AFTER the 2008 economic crisis, signs of recovery became apparent in the UAE during 2011. However, the real effect of the turn-around has become clearly visible during 2012 in all key sectors of the economy.
Trade, aviation, tourism and retail sectors have seen substantial growth, along with the oil and gas industry, benefiting from high international prices.
According to a November speech by the economy minister Sultan Al Mansouri, the UAE's economy is expected to grow by between 3.5 to four per cent during 2012, compared to growth of around 4.2 per cent in 2011, an impressive achievement at a time of growing difficulties for the global economy.
During 2011, the UAE booked a consolidated budget surplus of Dh 36.2 billion, or US$9.85 billion, 2.9 per cent of nominal Gross Domestic Product of Dh1.32 trillion (US $359 billion).
The latest updates from the country's three main airports, Abu Dhabi, Dubai and Sharjah, have all reported double-digit growth in passenger figures and the UAE's busiest airport, Dubai, is expected to record more than 50 million passengers during the course of the year, on its way to becoming the busiest airport in the world.
A selection of other statistics provides a further indication of the country's growth. Even the real estate sector, hardest-hit by the 2008 economic downturn, has revived during the year. The worst victim of that crisis, Nakheel, reported a 97 per cent increase in profits during the first nine months of 2012.

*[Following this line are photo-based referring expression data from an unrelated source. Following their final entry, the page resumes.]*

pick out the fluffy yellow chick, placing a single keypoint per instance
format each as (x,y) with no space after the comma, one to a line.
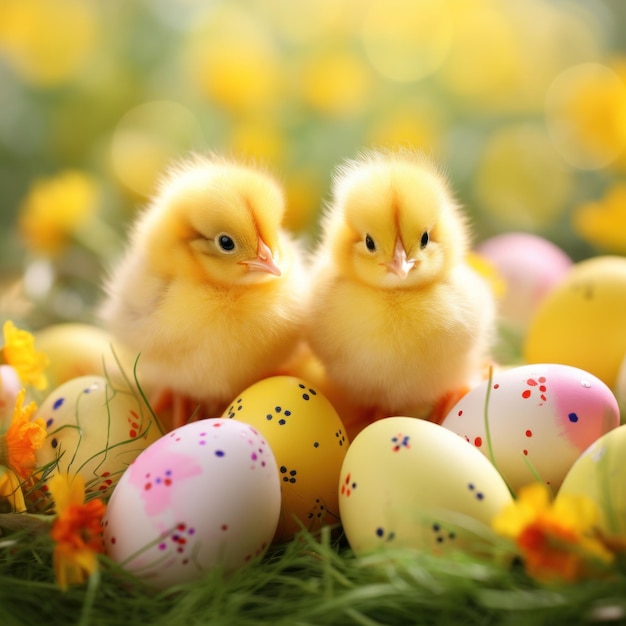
(209,292)
(398,319)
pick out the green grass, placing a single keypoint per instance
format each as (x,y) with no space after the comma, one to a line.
(312,580)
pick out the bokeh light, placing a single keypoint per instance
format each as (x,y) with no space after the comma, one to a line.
(148,139)
(586,115)
(406,40)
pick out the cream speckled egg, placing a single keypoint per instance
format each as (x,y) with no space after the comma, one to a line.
(540,419)
(600,474)
(205,495)
(407,482)
(309,442)
(95,429)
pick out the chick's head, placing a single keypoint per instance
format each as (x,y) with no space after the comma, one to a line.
(393,222)
(216,221)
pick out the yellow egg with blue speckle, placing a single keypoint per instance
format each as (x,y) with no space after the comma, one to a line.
(582,322)
(600,475)
(309,442)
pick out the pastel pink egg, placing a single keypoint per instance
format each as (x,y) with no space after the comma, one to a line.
(539,419)
(530,266)
(205,495)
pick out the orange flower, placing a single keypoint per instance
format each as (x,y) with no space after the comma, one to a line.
(557,540)
(77,530)
(11,491)
(19,352)
(22,438)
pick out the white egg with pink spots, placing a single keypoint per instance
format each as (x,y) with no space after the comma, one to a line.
(205,495)
(534,421)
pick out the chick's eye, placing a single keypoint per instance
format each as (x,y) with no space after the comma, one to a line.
(226,243)
(369,244)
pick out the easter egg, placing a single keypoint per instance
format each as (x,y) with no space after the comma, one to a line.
(205,495)
(620,387)
(76,350)
(540,418)
(600,475)
(582,321)
(406,482)
(95,429)
(309,442)
(530,267)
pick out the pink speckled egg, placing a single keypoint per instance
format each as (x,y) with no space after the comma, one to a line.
(535,420)
(205,495)
(530,267)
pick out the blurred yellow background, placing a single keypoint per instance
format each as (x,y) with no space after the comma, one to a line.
(522,103)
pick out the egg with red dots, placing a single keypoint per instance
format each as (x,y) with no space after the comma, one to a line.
(205,495)
(409,483)
(534,421)
(309,442)
(95,428)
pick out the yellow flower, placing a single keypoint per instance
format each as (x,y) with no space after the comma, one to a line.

Outside the framework of the formal budgets, further steps have also been taken to help UAE citizens. One way in which this is being done is through what has become known as the Sheikh Khalifa Initiative, a broad collection of activities, supported directly by the president.
The initiative includes a program under which thousands of citizens who lack their own homes have been given houses and a debt-relief program. The Debt Settlement Fund has so far signed agreements with nearly 20 UAE banks on the creation of a mechanism for the payment of loans on which recipients have defaulted.
While sectors such as construction, real estate, tourism, trade and services continue to represent a growing share of the UAE's GDP, the country's oil and gas industry remains of enormous importance, thanks to the presence of the fourth largest oil and fifth largest gas reserves in the world. Most of those are found in Abu Dhabi, both offshore and onshore.